Sommer noted that public health policies can positively address behavioral issues. He pointed to then-mayor of New York Michael Bloomberg’s anti-tobacco campaign, which significantly reduced smoking rates, thereby surely saving lives. That effort, more broadly supported by smoking bans on public transportation and in restaurants, has helped to make smoking far less accepted than it once was, Sommer said, but he emphasized that such success requires organized effort.
“Behavioral change that is not baked into systems change is hard,” he noted.
Observing the greatest challenge of today, COVID-19, and looking to the future, Sommer rendered a blunt and harsh judgment.

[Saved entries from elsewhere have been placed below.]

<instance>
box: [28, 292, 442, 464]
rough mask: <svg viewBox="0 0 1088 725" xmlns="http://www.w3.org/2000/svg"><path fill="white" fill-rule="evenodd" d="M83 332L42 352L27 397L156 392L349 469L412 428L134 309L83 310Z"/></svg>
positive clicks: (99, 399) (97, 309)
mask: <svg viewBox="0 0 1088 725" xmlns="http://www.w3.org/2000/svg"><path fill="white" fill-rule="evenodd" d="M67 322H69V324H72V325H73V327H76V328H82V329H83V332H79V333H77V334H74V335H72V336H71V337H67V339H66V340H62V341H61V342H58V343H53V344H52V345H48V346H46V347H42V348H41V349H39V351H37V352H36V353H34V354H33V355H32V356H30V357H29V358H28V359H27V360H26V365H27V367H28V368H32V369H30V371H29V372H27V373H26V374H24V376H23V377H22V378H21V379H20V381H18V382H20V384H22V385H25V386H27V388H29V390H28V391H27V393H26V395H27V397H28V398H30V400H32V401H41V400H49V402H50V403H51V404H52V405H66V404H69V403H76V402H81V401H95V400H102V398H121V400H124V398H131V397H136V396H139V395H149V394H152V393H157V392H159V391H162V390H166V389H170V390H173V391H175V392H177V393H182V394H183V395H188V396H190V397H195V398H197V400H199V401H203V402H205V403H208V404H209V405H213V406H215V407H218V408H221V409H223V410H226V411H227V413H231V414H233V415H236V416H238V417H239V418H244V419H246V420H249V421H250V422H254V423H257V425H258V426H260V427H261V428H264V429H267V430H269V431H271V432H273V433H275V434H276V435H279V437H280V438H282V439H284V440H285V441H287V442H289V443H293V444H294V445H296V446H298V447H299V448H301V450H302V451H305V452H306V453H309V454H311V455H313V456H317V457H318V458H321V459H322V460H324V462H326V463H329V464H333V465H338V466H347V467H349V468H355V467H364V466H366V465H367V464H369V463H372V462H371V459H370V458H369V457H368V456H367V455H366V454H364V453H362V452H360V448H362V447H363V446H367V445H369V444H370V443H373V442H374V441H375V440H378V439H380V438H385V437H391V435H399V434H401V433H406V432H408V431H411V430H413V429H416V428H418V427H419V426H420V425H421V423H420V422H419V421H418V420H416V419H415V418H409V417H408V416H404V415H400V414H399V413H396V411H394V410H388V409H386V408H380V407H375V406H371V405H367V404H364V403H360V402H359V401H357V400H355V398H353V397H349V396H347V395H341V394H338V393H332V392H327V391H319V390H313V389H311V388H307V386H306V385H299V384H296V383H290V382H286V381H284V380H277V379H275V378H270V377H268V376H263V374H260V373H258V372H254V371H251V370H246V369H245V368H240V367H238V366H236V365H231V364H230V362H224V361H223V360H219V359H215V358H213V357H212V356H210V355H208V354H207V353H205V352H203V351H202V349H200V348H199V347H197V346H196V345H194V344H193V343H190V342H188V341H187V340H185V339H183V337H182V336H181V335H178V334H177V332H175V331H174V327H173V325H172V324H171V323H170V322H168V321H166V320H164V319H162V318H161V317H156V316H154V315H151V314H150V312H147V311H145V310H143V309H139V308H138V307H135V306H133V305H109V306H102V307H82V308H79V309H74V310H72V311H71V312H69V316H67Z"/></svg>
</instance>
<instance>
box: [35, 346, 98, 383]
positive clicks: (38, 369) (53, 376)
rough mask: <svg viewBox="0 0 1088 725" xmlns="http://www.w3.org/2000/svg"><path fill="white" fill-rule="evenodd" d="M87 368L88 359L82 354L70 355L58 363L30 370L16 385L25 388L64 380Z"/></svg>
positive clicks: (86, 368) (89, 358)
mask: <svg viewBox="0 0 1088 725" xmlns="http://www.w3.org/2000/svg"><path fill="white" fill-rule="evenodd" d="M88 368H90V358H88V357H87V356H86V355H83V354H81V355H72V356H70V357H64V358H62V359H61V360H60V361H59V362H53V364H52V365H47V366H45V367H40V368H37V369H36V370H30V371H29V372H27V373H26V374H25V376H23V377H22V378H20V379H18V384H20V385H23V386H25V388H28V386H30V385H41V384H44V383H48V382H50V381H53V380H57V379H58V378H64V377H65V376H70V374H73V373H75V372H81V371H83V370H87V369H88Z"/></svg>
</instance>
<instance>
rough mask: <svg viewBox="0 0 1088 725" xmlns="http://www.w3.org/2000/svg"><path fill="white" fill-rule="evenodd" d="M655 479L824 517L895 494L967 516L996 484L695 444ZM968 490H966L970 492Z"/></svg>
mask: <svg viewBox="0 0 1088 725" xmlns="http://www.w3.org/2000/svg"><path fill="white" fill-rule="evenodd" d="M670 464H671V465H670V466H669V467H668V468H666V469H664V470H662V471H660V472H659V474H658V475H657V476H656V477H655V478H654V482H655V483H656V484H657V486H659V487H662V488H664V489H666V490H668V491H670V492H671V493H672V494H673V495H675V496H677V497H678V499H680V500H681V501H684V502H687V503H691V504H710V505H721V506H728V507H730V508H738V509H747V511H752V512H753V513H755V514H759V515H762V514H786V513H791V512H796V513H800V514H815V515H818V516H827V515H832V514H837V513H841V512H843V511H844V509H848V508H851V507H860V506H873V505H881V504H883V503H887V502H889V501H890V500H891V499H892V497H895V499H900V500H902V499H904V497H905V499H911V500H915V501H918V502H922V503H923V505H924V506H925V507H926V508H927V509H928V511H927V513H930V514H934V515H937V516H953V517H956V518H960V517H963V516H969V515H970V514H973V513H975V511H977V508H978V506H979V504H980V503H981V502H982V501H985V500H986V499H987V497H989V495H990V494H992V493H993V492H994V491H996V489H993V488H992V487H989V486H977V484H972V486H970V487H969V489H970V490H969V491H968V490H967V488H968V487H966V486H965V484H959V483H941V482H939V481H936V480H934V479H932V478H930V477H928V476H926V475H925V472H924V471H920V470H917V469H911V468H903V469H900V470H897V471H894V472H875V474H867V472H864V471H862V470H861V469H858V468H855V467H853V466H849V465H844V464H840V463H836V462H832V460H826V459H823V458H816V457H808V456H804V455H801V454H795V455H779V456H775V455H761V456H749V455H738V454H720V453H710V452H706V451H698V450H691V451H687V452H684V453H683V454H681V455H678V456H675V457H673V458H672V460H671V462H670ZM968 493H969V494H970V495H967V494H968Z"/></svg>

“We were not up to the task of containing it,” he said. “We knew it was coming and should have been totally prepared with a playbook. Instead, we were making it up as we went along.” The cost of the haphazard response: more than 200,000 lives and counting in the United States alone.
The battle against COVID-19 requires that people observe basic steps – handwashing, social distancing, face coverings, and so on – yet “nobody can learn the basic lessons about infectious disease,” Sommer added. Now lamentably familiar scenes of people jammed together without masks at parties and rallies prove his point.
Sommer concluded with an observation that both Samet and Hamman found compelling. He urged people to think of public health not as a profession but as a goal “achieved by many professions,” including physicians, nurses, lawyers, economists, sociologists, and epidemiologists.
“We need input from many different peers,” Sommer said.
That point helps to sum up the importance of the lecture series, Hamman said.
“It’s easy to get siloed and just talk to your colleagues all the time,” he said. “It’s cross-fertilization between universities, countries, and individuals that keeps our minds open and helps us to think of new ways of doing things and understand new approaches to problems we’re trying to solve.”